Slipstreaming, or drafting, is the main mechanic in Flamme Rouge. At the end of each round, any cyclist that is exactly one space away from the cyclist in front of them slides forward to close the gap. Then any cyclist without another cyclist in front of them shuffles an exhaustion card with a value of two into their deck. One of these doesn’t hurt but take a couple and you’ll start to really feel it, just like the building exhaustion that the cyclists face. Every exhaustion card you put in your deck represents fewer options on a future turn- if you get a handful of exhaustion cards at the end of the race, you will absolutely lose. This creates an interesting dynamic where you DON’T want to be in the lead for most of this race-it’s better to coast along in second so your cyclists are daisy-fresh for the sprint to the finish line. This is difficult enough by yourself with two cyclists, since, again, you can’t even look at the cards for your second cyclist until you’ve chosen one for the first. Quite often you end up stuck at the front of the pack, or even worse, trailing behind, forced to use your fastest cards just to catch up to the pack of slipstreaming speedsters ahead of you. You end up trying to guess what your opponents are planning every turn- quite often the plan is to go sliiiiiightly slower than you, so that’s all good, but it leads to this interesting game of reverse psychology and chicken. If your opponent wants to end their turn behind you, and you’re trying to end behind them, well, I’m sure you can imagine how that plays out, especially since the road is only two spaces wide, and it regularly gets so jammed up that nobody can pass in 3-4 player games! You also have to decide when to break away from the pack and go for the finish line- we spent most of the game in anticipation of this moment, nervously glancing at each other, waiting for someone to make the first move.

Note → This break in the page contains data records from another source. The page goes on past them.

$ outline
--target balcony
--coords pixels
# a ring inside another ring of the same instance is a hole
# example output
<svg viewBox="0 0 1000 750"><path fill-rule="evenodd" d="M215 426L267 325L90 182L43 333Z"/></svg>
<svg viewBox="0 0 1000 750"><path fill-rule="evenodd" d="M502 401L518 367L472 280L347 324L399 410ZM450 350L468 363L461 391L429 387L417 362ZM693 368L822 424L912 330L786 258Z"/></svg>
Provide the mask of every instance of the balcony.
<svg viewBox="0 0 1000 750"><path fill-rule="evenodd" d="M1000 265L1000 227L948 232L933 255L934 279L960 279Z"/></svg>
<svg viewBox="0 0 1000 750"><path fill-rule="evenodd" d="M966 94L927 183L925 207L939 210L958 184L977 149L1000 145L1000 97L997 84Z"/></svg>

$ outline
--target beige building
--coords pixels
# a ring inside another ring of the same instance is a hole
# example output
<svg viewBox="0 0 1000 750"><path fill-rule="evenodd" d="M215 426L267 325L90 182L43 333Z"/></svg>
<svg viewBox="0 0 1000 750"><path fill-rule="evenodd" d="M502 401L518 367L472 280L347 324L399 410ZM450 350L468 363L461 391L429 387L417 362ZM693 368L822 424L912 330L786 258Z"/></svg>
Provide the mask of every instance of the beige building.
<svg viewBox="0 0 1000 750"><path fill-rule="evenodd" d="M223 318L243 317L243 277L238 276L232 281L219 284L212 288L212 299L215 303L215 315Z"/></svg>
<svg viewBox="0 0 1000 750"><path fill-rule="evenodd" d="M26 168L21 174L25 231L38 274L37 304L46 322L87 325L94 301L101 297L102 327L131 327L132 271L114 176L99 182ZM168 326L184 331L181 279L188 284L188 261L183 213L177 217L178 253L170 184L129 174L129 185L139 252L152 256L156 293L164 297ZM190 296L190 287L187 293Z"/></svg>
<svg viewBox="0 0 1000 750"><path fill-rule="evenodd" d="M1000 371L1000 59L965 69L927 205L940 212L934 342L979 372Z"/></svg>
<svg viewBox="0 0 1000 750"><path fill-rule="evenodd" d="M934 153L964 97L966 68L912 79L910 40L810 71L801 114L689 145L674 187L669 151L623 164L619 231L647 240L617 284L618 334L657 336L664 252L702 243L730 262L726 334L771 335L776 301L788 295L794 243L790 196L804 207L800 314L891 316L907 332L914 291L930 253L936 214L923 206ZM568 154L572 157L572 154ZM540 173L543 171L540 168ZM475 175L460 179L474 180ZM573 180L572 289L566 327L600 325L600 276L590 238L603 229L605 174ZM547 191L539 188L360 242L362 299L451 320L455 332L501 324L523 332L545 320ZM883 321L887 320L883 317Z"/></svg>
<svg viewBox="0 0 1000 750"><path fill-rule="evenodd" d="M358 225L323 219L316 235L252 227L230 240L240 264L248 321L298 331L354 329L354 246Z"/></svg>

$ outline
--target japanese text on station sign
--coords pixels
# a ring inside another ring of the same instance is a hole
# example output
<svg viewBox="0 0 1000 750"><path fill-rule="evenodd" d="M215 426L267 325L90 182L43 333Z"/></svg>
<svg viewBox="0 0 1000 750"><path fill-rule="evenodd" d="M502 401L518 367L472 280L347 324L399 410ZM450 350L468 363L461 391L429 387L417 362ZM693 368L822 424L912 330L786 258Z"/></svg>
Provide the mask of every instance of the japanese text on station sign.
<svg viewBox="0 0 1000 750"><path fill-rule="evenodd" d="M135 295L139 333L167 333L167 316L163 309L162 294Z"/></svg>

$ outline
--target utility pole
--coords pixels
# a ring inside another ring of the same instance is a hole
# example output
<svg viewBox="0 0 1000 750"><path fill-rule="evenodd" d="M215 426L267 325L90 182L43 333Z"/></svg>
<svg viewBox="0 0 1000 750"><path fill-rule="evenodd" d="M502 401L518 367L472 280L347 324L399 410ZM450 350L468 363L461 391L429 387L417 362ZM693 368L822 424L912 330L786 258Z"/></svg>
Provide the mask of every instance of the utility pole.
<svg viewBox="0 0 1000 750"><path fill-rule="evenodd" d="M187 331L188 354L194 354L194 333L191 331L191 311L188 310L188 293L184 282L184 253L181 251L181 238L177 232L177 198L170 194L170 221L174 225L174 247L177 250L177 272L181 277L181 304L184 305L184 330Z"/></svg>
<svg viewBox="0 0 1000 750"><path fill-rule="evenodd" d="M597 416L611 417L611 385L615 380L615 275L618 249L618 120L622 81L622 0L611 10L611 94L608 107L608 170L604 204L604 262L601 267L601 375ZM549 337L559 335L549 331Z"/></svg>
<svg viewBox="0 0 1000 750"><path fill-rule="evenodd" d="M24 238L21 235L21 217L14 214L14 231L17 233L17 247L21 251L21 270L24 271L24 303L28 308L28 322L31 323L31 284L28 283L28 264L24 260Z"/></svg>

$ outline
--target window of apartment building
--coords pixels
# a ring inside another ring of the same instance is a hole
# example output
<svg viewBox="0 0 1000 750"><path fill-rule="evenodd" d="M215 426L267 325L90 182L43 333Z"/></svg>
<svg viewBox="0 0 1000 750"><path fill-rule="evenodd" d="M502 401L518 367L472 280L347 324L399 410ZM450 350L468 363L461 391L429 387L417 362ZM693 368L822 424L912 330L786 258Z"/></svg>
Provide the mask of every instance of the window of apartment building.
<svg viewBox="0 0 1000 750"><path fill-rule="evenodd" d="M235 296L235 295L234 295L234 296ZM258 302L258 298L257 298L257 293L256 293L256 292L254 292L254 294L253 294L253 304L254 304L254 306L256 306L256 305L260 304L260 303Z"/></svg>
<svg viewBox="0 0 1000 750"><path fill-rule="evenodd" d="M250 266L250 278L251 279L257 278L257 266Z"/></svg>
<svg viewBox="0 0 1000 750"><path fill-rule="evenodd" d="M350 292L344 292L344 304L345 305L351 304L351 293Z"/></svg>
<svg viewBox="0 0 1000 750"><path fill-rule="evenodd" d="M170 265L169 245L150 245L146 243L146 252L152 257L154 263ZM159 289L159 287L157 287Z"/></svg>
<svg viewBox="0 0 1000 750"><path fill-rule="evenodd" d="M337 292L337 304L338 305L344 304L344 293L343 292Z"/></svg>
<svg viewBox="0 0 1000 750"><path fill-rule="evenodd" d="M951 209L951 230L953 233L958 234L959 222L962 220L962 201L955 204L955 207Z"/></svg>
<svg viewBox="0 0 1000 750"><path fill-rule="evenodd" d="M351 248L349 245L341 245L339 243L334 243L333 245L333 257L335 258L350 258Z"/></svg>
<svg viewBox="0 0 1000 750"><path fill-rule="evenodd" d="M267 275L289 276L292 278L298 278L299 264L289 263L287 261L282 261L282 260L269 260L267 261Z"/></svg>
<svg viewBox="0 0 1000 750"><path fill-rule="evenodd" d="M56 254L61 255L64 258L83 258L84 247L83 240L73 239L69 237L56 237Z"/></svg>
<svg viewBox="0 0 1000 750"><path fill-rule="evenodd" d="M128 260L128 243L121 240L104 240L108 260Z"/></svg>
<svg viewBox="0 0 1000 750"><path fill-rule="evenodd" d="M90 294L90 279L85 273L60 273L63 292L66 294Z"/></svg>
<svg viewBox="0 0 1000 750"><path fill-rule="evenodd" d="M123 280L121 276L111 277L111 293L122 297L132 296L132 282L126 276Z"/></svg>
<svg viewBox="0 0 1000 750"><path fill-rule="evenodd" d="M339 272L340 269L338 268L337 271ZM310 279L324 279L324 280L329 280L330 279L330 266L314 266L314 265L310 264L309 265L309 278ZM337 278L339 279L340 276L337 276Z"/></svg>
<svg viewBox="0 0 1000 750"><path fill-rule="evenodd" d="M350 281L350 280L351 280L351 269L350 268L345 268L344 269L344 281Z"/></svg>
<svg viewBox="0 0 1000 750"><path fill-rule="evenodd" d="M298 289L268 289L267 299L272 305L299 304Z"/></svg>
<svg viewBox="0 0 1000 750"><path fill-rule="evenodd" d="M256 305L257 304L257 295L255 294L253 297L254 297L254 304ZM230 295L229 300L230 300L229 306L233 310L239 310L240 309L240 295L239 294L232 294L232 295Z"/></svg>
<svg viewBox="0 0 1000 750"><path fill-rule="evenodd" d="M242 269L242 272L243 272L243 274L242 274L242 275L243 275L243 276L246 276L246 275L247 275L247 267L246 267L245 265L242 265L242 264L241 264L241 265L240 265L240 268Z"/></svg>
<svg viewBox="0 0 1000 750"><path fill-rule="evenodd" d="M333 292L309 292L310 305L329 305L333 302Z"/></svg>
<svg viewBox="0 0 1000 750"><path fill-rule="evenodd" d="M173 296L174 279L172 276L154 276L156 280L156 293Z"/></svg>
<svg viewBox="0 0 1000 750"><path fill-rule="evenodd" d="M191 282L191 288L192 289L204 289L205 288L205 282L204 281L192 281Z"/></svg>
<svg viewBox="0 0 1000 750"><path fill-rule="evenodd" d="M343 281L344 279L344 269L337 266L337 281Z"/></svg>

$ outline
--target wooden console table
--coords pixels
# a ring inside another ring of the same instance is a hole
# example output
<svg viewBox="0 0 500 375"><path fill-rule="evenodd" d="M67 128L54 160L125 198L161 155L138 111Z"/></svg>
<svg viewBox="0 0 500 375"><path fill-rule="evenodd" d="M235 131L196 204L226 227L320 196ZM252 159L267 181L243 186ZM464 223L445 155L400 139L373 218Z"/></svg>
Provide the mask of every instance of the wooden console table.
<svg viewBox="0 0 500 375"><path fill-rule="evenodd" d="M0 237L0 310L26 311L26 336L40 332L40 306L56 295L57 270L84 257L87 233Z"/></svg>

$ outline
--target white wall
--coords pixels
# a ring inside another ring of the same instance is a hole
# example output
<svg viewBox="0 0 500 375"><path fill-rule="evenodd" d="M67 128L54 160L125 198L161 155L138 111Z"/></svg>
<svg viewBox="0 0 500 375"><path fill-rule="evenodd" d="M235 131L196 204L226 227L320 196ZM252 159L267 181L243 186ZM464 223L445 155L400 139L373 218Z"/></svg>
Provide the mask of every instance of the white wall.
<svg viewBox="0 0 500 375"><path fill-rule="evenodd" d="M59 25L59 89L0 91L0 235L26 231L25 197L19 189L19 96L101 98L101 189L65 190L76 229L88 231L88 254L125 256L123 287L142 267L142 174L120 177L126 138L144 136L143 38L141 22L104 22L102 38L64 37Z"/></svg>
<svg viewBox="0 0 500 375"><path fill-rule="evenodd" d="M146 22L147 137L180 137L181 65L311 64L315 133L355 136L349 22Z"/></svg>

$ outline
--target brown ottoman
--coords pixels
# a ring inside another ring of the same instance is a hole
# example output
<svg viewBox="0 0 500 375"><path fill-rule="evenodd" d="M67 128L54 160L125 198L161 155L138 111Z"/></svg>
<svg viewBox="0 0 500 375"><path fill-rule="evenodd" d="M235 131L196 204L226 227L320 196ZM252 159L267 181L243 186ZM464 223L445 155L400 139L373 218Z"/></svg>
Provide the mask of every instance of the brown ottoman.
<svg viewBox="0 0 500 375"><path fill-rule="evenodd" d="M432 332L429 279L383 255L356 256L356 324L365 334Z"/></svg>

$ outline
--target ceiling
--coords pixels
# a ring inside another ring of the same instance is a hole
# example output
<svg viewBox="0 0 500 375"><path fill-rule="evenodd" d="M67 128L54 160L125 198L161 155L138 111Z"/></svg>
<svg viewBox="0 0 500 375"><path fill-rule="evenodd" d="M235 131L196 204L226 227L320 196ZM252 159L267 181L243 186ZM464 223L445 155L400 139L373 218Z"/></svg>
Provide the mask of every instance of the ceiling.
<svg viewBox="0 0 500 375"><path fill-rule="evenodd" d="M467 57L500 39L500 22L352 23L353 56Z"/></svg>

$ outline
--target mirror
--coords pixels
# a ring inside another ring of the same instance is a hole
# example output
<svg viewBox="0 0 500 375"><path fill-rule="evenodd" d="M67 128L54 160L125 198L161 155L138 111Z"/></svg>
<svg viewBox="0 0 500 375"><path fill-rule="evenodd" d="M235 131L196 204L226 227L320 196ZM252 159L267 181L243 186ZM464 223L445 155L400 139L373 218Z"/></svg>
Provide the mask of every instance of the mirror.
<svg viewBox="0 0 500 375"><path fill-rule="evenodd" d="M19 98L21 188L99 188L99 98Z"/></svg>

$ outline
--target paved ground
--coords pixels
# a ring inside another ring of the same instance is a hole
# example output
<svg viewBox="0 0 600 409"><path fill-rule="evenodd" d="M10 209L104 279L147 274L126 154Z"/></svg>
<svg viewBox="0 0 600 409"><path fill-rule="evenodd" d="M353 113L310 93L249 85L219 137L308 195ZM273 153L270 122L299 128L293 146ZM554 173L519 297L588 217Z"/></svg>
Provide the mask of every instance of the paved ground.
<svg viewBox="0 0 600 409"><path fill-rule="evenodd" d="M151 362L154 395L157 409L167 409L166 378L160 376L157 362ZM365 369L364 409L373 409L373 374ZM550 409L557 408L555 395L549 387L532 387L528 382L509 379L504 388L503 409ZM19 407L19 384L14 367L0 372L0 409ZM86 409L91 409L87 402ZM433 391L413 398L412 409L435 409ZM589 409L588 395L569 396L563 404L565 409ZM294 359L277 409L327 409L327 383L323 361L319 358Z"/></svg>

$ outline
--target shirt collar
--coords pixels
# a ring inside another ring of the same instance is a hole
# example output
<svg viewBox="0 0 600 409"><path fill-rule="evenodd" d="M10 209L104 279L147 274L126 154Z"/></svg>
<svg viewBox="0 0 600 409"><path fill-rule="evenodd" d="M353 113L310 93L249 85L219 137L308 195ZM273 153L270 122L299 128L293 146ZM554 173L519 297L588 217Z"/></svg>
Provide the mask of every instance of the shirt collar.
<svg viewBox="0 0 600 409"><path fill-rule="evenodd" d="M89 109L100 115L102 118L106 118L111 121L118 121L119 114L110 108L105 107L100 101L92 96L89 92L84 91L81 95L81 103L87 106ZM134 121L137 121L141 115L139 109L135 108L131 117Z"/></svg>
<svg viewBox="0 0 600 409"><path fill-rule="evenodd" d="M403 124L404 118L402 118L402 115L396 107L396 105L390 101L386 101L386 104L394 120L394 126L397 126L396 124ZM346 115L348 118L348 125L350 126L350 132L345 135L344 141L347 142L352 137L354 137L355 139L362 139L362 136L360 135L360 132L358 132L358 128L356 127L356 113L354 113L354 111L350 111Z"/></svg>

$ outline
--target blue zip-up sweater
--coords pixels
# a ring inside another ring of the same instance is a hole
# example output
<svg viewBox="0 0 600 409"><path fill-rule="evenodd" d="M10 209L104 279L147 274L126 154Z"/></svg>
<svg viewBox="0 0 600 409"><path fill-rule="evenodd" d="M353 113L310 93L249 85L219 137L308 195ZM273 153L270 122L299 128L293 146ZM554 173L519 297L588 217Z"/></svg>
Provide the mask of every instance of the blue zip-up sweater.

Leading the pack AND ahead of the curve.
Flamme Rouge is a fascinating game to me- it’s a lot of fun, it’s easy to get new players into, and it looks amazing! Moving plastic pieces toward a finish line is an easy and familiar concept to introduce to players, and the modular board means you can use one of the suggested pre-made tracks or assemble your own. You can even add uphill and downhill sections to spice things up once you know how to play, and the expansion, Flamme Rouge: Peloton, adds single-file cobble roads, bridges, and two extra teams. That said, this game, with its sepia tones and newspaper cut-outs and old-timey mustachioed-men… It’s aesthetically aimed at older adults, but it plays like a game for younger kids and new players. Moving pieces forward is an incredibly basic mechanic, and I can’t imagine it keeping many adults entertained for more than a handful of plays. And yet, I can’t imagine a kid picking this off the shelf over something more colourful or cartoon-y. I’d say Flamme Rouge is a solid intro to hobby gaming, especially for cycling enthusiasts, but there are other introductions with more broad appeal that I would recommend first, like Pandemic, Keys to the Castle, or even Camel Up. To be fair, I have yet to experience this game at the full four-players (pandemic problems), and I suspect that more players does equal more fun in this case. Unfortunately, at two or three players, this game is definitely light on strategy for adults, and perhaps not as appealing to kids as it could be.